Secondo: camminare sempre, perché un prete non è mai “arrivato”. Resta sempre un discepolo, pellegrino sulle strade del Vangelo e della vita, affacciato sulla soglia del mistero di Dio e sulla terra sacra delle persone a lui affidate. Mai potrà sentirsi soddisfatto né potrà spegnere la salutare inquietudine che gli fa tendere le mani al Signore per lasciarsi formare e riempire. Perciò, aggiornarsi sempre e restare aperti alle sorprese di Dio! In questa apertura verso il nuovo, i giovani preti possono essere creativi nell’evangelizzazione, frequentando con discernimento i nuovi luoghi della comunicazione, dove incontrare volti, storie e domande delle persone, sviluppando capacità di socialità, di relazione e di annuncio della fede. Allo stesso modo, essi possono “stare in rete” con gli altri presbiteri e impedire che il tarlo dell’autoreferenzialità freni l’esperienza rigenerante della comunione sacerdotale. Infatti, in ogni ambito della vita presbiterale è importante progredire nella fede, nell’amore e nella carità pastorale, senza irrigidirsi nelle proprie acquisizioni o fissarsi nei propri schemi.

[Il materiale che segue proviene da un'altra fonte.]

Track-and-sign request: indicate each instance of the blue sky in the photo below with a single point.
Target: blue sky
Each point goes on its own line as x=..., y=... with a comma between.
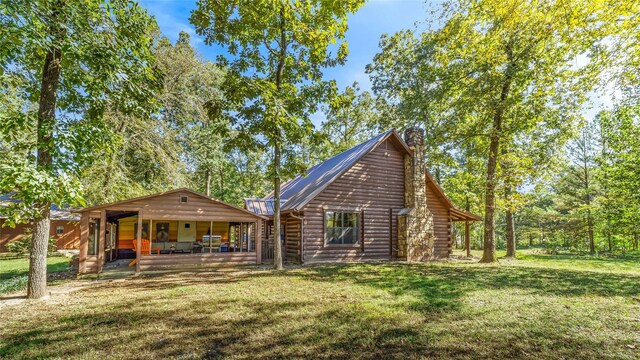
x=375, y=18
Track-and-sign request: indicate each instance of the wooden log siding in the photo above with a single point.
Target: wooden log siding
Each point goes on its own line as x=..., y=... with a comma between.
x=293, y=233
x=441, y=223
x=374, y=185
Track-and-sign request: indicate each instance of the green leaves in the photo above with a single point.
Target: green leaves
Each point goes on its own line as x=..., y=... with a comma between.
x=277, y=50
x=106, y=61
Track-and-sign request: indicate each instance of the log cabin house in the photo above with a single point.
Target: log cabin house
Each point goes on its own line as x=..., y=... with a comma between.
x=375, y=201
x=181, y=227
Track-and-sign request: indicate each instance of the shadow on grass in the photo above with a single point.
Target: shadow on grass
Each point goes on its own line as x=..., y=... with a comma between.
x=440, y=287
x=267, y=314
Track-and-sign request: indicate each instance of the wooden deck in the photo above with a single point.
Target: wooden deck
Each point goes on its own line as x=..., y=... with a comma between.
x=161, y=261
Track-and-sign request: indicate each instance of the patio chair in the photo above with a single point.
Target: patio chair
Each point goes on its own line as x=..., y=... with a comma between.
x=146, y=249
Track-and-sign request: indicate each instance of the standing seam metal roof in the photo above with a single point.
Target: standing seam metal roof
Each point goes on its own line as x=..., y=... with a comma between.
x=304, y=188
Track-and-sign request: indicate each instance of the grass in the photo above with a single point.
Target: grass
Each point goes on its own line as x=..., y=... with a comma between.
x=533, y=308
x=13, y=271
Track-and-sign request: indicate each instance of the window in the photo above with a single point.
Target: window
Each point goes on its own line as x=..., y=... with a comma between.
x=94, y=234
x=341, y=228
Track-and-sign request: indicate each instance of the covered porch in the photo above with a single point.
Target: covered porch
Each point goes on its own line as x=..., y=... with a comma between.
x=179, y=228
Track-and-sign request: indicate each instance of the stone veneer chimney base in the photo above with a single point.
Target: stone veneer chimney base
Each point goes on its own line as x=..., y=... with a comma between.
x=416, y=238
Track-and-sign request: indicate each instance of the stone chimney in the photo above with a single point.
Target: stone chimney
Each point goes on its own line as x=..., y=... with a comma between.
x=415, y=235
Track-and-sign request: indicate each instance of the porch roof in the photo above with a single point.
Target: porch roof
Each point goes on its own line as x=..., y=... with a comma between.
x=118, y=204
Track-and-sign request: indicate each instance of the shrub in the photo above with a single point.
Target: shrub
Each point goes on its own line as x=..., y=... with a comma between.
x=23, y=245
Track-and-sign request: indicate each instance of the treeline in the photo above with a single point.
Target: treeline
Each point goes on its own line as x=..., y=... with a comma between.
x=592, y=202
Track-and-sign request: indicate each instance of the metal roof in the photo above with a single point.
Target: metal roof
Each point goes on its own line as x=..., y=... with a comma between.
x=303, y=188
x=261, y=206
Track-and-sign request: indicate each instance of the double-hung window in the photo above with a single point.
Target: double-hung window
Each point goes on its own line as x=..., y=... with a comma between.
x=342, y=228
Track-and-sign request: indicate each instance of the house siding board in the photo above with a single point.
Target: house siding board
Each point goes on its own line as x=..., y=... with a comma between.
x=373, y=185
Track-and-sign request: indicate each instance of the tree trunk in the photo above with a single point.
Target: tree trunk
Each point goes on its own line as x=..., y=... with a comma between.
x=592, y=245
x=489, y=253
x=277, y=258
x=37, y=280
x=208, y=181
x=510, y=234
x=467, y=238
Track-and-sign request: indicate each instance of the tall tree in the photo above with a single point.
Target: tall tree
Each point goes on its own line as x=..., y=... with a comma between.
x=492, y=74
x=74, y=57
x=352, y=117
x=277, y=51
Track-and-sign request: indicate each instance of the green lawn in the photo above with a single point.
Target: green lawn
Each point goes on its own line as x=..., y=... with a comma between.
x=13, y=271
x=538, y=307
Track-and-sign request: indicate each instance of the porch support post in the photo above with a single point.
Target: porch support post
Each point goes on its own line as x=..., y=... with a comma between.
x=84, y=242
x=101, y=238
x=211, y=237
x=139, y=241
x=467, y=238
x=249, y=234
x=150, y=235
x=259, y=241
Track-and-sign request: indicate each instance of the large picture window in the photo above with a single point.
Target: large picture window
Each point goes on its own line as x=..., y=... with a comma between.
x=341, y=228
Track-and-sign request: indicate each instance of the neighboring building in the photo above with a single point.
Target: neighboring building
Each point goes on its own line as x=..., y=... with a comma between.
x=64, y=227
x=375, y=201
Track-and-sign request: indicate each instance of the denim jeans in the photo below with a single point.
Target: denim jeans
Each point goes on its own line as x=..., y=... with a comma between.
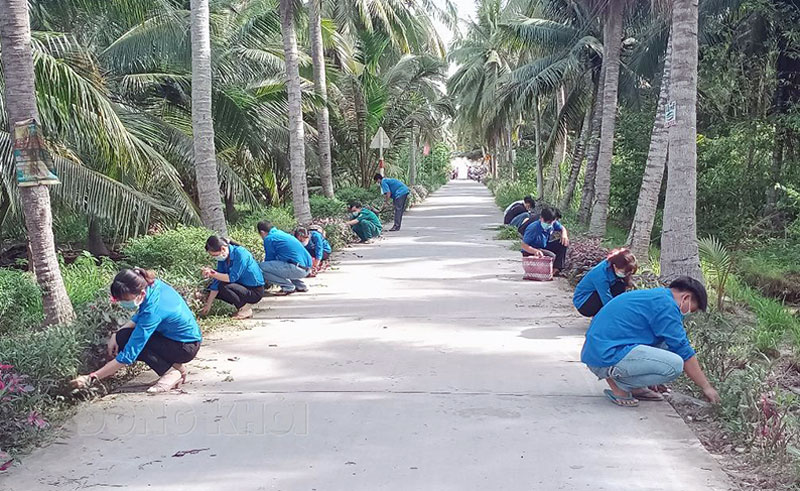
x=287, y=276
x=643, y=366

Infine, condividere con il cuore, perché la vita presbiterale non è un ufficio burocratico né un insieme di pratiche religiose o liturgiche da sbrigare. Abbiamo parlato tanto del “prete burocrate”, che è “chierico di Stato” e non pastore del popolo. Essere preti è giocarsi la vita per il Signore e per i fratelli, portando nella propria carne le gioie e le angosce del Popolo, spendendo tempo e ascolto per sanare le ferite degli altri, e offrendo a tutti la tenerezza del Padre. Partendo dalla memoria della loro esperienza personale – quando erano all’oratorio, coltivavano sogni e amicizie animati dall’amore giovanile per il Signore –, i novelli sacerdoti hanno la grande opportunità di vivere questa condivisione con i giovani e i ragazzi. Si tratta di stare in mezzo a loro – anche qui vicinanza! – non soltanto come un amico tra gli altri, ma come chi sa condividere con il cuore la loro vita, ascoltare le loro domande e partecipare concretamente alle diverse vicissitudini della loro vita. I giovani non hanno bisogno di un professionista del sacro o di un eroe che, dall’alto e dall’esterno, risponda ai loro interrogativi; essi sono attratti piuttosto da chi sa coinvolgersi sinceramente nella loro vita, affiancandoli con rispetto e ascoltandoli con amore. Si tratta di avere un cuore colmo di passione e compassione,soprattutto verso i giovani.
Pregare senza stancarsi, camminare sempre e condividere con il cuore significa vivere la vita sacerdotale guardando in alto e pensando in grande. Non è un compito facile, ma si può mettere piena fiducia nel Signore perché Egli ci precede sempre nel cammino! Maria Santissima, che ha pregato senza stancarsi, ha camminato dietro al suo Figlio e condiviso la sua vita fin sotto la croce, ci guidi e interceda per noi. Per favore, pregate per me!